A falta de días para el debut de Brasil en el Mundial 2026, Vinicius Júnior zanjó definitivamente el debate que había generado tensión en la selección brasileña sobre quién portaría la histórica camiseta número 10. El extremo del Real Madrid, en un gesto de liderazgo que trasciende lo futbolístico, confirmó que el dorsal volverá a manos de Neymar.

"No sé cuál será mi número, pero si es el 10, le lo doy a Neymar sin dudarlo", declaró Vinicius con la convicción de quien comprende el peso histórico de esa cifra en la Canarinha. La frase del madridista no fue una declaración al pasar, sino una postura clara que puso fin a especulaciones que habían ganado terreno en el ambiente futbolístico brasileño.

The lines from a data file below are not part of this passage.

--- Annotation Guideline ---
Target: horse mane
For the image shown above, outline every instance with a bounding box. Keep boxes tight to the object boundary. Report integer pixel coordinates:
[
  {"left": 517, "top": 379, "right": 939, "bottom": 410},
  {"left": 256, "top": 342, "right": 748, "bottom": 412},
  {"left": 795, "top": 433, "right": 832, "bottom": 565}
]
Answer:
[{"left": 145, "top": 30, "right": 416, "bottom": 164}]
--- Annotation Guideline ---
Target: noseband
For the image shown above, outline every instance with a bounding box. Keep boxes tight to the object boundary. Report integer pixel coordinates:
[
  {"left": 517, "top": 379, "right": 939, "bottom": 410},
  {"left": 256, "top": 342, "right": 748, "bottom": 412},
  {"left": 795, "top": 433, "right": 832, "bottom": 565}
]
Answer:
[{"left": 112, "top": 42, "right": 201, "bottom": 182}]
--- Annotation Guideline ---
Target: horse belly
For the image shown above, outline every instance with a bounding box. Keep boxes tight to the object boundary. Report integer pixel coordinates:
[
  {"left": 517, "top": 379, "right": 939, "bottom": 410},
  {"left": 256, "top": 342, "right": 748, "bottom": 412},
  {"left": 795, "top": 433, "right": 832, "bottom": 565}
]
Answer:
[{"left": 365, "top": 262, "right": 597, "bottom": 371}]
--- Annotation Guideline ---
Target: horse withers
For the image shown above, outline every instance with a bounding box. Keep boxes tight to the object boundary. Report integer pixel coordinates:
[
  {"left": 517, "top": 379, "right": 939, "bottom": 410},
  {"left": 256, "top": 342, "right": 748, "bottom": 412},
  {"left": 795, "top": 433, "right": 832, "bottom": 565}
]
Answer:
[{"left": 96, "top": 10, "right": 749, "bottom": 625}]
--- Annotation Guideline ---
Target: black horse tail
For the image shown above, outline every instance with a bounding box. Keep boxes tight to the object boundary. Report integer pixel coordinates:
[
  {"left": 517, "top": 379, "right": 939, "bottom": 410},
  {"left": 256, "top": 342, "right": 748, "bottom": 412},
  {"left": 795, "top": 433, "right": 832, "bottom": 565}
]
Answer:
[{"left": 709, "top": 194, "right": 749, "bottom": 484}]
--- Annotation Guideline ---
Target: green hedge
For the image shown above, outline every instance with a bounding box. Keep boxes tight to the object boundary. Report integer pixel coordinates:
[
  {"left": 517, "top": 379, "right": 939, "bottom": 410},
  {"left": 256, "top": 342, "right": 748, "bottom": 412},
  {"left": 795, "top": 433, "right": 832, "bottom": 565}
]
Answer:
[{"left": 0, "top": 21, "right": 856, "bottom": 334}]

El símbolo del liderazgo compartido

La decisión de Vinicius representa algo mayor que una simple cesión de dorsal. En tiempos donde la competencia por el protagonismo suele generar fracturas en los planteles, el extremo del Real Madrid eligió el camino de la solidaridad con su compañero. Neymar, quien disputará su cuarta Copa del Mundo consecutiva, necesitaba ese símbolo de respaldo de los jugadores emergentes del seleccionado.

Para la Canarinha, esta es una señal de estabilidad interna cuando más la necesita. Brasil arriba al torneo de 2026 con ambiciones renovadas, y la convivencia armónica entre sus estrellas será determinante. Vinicius, consolidado como uno de los mejores extremos del planeta tras su año en el Real Madrid, demuestra madurez al entender que ciertas responsabilidades históricas trascienden los egos individuales.

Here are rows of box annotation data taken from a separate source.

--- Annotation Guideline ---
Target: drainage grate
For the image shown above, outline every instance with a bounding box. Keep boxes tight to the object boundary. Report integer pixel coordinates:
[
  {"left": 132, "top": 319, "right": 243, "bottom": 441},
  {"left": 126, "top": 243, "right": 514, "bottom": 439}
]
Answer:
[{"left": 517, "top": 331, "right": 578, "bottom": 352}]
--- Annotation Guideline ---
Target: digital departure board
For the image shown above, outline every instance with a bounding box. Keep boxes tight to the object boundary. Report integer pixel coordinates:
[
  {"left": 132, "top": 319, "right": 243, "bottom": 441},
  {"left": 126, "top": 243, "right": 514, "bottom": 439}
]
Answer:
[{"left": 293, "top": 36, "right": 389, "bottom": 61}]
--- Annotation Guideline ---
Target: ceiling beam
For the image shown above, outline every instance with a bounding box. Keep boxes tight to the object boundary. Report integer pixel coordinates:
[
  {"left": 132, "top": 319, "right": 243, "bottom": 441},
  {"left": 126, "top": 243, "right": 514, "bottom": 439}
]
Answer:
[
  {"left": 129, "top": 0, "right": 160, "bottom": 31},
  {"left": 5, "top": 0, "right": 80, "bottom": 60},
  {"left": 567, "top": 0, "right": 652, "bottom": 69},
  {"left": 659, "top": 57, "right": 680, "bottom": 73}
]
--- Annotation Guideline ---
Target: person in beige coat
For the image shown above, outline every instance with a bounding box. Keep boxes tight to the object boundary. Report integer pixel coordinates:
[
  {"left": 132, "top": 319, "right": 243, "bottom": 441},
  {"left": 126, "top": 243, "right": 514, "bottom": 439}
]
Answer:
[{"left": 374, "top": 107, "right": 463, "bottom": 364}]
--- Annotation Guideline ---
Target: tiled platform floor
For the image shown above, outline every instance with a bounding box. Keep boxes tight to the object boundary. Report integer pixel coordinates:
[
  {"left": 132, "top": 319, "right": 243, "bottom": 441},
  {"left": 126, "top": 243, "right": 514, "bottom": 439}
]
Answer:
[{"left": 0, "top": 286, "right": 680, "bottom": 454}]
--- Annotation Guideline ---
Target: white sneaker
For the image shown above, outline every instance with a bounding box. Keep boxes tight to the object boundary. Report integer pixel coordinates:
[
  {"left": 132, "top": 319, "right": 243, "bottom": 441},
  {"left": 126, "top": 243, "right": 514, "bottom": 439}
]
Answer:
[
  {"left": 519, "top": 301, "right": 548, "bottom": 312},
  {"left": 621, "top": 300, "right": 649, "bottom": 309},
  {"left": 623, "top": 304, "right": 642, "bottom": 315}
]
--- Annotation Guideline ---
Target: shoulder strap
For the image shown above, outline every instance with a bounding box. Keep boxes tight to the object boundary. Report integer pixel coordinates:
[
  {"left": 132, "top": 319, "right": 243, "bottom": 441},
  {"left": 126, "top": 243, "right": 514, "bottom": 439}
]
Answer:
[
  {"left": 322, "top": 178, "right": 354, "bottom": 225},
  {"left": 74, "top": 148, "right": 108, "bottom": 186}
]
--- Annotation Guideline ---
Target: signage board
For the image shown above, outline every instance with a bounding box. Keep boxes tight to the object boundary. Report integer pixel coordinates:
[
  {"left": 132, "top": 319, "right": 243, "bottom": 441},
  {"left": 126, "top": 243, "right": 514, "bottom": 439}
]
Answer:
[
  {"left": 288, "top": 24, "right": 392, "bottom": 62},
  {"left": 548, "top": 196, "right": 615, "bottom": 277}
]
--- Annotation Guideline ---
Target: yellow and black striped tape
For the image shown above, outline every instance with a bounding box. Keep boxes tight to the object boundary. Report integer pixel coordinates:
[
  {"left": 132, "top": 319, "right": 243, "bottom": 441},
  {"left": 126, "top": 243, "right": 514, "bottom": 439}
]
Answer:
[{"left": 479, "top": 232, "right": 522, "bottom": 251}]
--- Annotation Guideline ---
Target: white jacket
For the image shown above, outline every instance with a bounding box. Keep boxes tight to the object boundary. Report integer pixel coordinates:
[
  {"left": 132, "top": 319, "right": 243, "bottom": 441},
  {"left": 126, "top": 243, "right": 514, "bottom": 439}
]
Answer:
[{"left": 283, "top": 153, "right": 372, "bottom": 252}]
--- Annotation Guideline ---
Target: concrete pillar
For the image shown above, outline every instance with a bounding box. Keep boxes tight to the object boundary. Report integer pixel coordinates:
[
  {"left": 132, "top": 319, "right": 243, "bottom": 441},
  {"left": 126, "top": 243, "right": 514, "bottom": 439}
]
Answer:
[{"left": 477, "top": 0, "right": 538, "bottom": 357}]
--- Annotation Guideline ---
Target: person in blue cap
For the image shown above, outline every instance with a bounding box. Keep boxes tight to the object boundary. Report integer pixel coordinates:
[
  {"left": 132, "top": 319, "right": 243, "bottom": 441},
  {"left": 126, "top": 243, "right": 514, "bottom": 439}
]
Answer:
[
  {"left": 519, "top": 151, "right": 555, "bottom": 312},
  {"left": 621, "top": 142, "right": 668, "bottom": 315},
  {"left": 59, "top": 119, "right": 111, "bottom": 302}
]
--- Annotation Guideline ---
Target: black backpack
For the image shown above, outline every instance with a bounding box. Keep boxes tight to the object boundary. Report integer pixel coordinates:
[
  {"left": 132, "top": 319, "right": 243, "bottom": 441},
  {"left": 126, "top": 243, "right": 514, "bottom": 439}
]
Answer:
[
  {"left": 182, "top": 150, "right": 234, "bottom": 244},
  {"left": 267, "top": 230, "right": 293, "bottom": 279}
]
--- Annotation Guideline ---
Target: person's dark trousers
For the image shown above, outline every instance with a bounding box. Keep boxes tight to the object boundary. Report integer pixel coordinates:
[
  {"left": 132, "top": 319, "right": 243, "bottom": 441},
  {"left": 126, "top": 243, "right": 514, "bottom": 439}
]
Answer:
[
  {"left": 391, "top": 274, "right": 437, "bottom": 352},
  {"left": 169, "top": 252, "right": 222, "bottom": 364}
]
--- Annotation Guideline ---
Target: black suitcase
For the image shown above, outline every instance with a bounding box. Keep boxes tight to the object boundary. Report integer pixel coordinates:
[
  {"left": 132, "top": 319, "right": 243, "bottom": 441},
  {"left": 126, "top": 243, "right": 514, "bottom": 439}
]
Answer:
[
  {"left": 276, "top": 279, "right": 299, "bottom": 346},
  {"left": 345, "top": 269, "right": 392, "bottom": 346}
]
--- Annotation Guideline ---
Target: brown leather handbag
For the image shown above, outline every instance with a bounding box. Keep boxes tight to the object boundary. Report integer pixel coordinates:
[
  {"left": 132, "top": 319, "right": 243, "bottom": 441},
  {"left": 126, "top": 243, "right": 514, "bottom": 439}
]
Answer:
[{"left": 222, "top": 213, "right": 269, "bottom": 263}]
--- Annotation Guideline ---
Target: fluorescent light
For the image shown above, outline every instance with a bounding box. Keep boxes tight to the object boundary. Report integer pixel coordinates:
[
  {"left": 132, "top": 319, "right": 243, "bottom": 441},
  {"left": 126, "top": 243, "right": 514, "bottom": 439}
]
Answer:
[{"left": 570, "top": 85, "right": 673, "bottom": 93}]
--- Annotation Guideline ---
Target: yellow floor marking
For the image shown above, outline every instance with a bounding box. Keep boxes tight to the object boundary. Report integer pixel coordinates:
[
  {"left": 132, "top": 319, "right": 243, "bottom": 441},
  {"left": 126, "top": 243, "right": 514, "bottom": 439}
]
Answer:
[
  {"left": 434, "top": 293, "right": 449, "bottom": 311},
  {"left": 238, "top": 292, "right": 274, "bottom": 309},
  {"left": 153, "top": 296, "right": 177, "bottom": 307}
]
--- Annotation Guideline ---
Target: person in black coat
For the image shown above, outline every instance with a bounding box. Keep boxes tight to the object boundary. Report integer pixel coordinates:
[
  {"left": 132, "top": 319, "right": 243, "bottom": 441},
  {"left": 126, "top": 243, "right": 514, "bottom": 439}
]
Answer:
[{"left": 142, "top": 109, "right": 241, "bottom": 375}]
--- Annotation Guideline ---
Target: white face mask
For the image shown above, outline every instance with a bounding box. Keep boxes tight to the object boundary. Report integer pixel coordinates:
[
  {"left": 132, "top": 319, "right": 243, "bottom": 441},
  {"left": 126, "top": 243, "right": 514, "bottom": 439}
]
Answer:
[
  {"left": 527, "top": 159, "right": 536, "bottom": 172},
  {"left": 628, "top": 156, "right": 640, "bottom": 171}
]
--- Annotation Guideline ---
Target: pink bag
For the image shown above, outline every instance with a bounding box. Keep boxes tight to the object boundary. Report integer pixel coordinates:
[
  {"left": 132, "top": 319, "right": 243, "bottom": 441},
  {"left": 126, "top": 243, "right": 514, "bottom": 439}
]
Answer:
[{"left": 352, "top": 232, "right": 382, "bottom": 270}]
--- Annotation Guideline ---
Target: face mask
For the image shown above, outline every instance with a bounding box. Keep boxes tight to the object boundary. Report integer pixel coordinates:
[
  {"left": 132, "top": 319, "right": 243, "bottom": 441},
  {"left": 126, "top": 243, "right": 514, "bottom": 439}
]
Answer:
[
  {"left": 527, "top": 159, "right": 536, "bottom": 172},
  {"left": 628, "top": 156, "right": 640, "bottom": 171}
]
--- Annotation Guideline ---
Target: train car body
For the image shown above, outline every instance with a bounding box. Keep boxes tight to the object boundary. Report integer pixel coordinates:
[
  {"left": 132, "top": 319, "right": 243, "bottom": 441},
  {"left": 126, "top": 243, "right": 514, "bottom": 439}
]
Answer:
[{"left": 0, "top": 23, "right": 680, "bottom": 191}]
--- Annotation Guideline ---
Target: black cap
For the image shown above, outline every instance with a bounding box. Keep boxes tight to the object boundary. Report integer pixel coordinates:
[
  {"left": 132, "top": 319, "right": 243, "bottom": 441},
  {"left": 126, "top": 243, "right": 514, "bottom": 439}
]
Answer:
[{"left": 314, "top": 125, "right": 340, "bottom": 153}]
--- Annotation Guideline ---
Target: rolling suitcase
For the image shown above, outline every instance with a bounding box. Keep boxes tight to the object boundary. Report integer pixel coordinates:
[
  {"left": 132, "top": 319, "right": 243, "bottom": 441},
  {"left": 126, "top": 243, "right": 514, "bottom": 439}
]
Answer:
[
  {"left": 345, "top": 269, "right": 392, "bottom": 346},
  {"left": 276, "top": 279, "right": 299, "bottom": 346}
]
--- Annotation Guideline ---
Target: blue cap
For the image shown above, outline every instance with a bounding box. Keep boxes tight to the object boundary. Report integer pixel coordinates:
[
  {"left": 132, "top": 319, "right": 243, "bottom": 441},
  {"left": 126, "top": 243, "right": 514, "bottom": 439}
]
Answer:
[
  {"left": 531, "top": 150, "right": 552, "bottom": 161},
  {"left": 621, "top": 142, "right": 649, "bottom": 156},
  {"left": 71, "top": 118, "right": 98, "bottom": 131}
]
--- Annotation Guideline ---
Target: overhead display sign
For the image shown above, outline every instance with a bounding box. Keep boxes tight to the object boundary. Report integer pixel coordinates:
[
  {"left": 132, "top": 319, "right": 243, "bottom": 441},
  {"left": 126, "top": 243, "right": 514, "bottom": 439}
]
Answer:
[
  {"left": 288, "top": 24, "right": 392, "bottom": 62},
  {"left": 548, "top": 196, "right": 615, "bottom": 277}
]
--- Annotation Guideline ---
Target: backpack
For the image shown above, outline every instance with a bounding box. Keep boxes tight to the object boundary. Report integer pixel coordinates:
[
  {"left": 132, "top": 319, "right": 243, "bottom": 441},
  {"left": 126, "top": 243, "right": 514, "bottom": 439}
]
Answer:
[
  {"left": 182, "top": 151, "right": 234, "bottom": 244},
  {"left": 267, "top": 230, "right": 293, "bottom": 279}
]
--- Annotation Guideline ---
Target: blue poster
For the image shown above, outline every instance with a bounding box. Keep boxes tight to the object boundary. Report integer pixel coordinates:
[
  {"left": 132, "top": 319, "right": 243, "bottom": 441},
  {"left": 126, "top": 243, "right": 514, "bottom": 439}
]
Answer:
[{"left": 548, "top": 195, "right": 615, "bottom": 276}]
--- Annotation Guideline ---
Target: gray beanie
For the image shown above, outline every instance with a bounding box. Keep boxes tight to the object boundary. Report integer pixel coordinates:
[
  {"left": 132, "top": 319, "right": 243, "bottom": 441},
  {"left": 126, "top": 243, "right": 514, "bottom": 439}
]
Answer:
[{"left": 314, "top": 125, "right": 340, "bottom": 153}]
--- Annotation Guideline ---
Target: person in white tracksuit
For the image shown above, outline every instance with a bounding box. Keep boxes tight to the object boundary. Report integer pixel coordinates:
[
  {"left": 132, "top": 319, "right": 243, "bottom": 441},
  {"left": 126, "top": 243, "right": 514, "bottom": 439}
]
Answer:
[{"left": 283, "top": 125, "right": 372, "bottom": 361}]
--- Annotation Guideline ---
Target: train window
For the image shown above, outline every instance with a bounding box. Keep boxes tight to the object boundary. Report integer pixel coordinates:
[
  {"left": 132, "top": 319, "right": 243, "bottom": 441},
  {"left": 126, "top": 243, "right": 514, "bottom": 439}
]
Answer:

Neymar en su cuarta aventura mundialista

El jugador del Santos llega al Mundial 2026 con la responsabilidad adicional de ser el símbolo vivo de continuidad en la selección. Con el 10 en su espalda por cuarta ocasión consecutiva, el atacante brasileño tendrá la oportunidad de escribir un nuevo capítulo en su historia internacional, buscando aquella Copa del Mundo que se le ha eludido.

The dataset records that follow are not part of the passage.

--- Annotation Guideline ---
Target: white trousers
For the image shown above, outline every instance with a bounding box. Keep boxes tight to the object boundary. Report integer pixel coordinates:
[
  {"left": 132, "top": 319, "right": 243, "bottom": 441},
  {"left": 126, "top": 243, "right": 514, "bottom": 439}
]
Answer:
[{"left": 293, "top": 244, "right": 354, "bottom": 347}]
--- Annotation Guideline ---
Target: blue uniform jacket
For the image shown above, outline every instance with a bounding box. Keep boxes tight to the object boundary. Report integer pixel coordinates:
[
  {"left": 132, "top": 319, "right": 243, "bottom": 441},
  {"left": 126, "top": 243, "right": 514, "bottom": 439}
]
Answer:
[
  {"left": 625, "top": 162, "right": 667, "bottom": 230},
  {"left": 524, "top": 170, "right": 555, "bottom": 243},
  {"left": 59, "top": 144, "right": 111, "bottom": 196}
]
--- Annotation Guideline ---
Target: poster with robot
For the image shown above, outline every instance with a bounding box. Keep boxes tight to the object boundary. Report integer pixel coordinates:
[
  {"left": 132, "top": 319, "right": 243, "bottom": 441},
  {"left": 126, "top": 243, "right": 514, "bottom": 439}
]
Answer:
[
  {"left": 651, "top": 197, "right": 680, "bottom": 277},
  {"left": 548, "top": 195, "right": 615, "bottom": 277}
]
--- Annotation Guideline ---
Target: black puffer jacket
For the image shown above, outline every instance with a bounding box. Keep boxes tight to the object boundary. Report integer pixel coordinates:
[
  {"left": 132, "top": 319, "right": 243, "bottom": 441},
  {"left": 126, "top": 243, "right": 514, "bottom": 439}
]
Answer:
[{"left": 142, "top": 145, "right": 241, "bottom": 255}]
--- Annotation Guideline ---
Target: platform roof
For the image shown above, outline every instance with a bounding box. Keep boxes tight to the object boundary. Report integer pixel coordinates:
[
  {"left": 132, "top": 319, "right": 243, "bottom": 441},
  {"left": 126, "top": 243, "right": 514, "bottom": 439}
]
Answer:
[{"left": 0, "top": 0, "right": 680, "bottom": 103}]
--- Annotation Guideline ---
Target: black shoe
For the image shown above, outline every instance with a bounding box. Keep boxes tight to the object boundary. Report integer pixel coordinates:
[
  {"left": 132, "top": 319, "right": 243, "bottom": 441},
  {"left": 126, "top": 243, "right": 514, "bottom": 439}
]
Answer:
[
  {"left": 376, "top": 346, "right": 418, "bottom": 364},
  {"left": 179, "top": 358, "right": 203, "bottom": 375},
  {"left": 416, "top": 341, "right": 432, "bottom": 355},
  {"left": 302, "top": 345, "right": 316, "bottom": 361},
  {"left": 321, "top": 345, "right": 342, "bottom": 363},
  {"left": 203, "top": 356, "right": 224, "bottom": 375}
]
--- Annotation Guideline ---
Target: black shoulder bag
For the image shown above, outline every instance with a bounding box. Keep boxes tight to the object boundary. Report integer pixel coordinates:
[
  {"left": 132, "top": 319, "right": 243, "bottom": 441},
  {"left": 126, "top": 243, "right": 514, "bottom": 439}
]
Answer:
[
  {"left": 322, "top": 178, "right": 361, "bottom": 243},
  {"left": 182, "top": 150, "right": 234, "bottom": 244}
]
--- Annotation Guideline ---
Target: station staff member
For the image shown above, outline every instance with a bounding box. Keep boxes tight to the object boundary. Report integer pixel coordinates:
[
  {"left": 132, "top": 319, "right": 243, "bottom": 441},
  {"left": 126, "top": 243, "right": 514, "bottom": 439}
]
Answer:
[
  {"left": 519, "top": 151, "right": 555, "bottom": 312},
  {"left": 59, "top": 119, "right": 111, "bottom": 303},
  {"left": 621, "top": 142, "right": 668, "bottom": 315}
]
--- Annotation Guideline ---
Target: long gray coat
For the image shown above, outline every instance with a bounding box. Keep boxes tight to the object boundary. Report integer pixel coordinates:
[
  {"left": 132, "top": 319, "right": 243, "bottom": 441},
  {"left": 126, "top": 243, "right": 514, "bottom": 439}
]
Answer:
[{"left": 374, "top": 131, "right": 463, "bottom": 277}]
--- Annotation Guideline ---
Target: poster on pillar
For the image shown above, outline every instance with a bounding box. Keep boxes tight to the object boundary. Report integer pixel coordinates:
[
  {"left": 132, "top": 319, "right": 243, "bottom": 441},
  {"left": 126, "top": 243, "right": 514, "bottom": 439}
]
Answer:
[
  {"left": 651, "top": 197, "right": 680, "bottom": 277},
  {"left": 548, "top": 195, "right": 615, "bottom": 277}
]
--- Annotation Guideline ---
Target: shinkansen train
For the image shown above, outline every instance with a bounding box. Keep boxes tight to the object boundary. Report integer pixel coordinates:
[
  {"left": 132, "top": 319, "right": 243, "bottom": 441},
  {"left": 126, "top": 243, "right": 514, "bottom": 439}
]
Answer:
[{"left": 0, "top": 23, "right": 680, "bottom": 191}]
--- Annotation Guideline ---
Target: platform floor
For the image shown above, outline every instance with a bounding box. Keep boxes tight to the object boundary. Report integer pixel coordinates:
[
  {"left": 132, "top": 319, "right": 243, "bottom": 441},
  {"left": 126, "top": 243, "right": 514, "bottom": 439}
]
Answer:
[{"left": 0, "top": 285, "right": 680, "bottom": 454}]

Este gesto de Vinicius Júnior refleja cómo los grandes líderes comprenden que el éxito colectivo supera cualquier aspiración individual. Con el Mundial 2026 ya próximo, Brasil presentará un plantel unido, donde la jerarquía se construye desde el respeto mutuo y no desde conflictos por símbolos.

El fútbol brasileño necesitaba esta claridad. Ahora, a pocas horas del inicio de la competencia, la Canarinha puede enfocarse únicamente en el objetivo que importa: conquistar el hexacampeonato.